Nozzle Systems and how they operate


Much more power can be achieved by making use of the nozzle system. This involves more work but the advantage is in the results. It involves drilling and tapping the cylinder head by each inlet runner and adds one nozzle for each cylinder.  However, with experience it is possible to add more than one nozzle per cylinder but if you are just starting out one is good enough.  The extra work will result in a better mixture because the fuel and the nitrous oxide will be allowed to mix before injection.  There is hardly any expansion because the injection is so close to the cylinder and dependent on the positioning of the nozzles, airflow could increase. These are just some of the many advantages of installing a nozzle system.


Cooling and the Overall Effects


Cooling has a great effect on engine power and an extra 1-1.5 % more power can be achieved by dropping the intake air by 10 degrees.  This boost in power is caused by more fuel being burned as intake air is reduced in temperature.  As much as 30 hp can be obtained with a 400 hp engine from the cooling effect which is quite a significant amount.


The Results of Average Power


It has been proven that a nitrous oxide engine will always achieve better results than a traditionally aspirated engine. A nitrous oxide injected engine will reach a higher average horsepower at a lower rpm. Nitrous oxide is able to fill the cylinders at lower speeds.  This, in turn, will allow more nitrous oxide into the cylinders when the rpms are low and as the revs increase the engine will start to run on more naturally aspirated power.

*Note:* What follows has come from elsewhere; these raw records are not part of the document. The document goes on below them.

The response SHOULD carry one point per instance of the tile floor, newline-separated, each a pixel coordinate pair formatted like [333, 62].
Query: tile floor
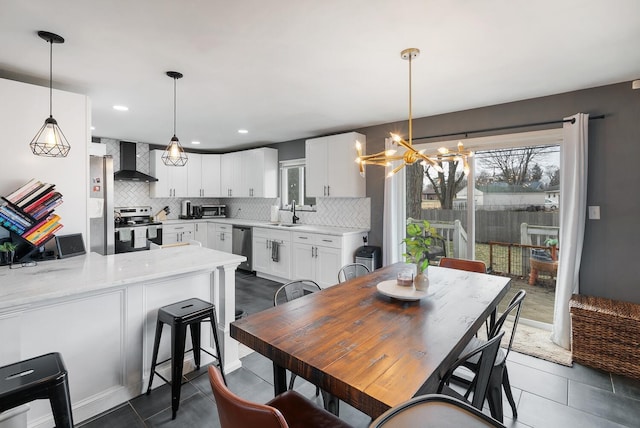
[546, 394]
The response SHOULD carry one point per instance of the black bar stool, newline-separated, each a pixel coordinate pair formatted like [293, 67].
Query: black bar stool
[43, 377]
[190, 312]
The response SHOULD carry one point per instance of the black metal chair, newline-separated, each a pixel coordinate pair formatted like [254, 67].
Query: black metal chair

Is Concentrated Oxygen an Option?


Adding pure oxygen has been tried but this process proved that by adding just a minimal amount, the control of the heat became a problem.  Also the oxygen proved to take up too much room and this was at the expense of naturally aspirated power. Nitrous oxide contains 64% nitrogen and 36% oxygen and the reason that engines gain heat rapidly when injected with nitrous oxide is the more that is injected the less nitrogen there is to absorb the heat.  By making use of nitrous oxide in your engine you are allowing more nitrogen and oxygen into it and as well as generating a lot more power you are able to gain control of the overall heat factor.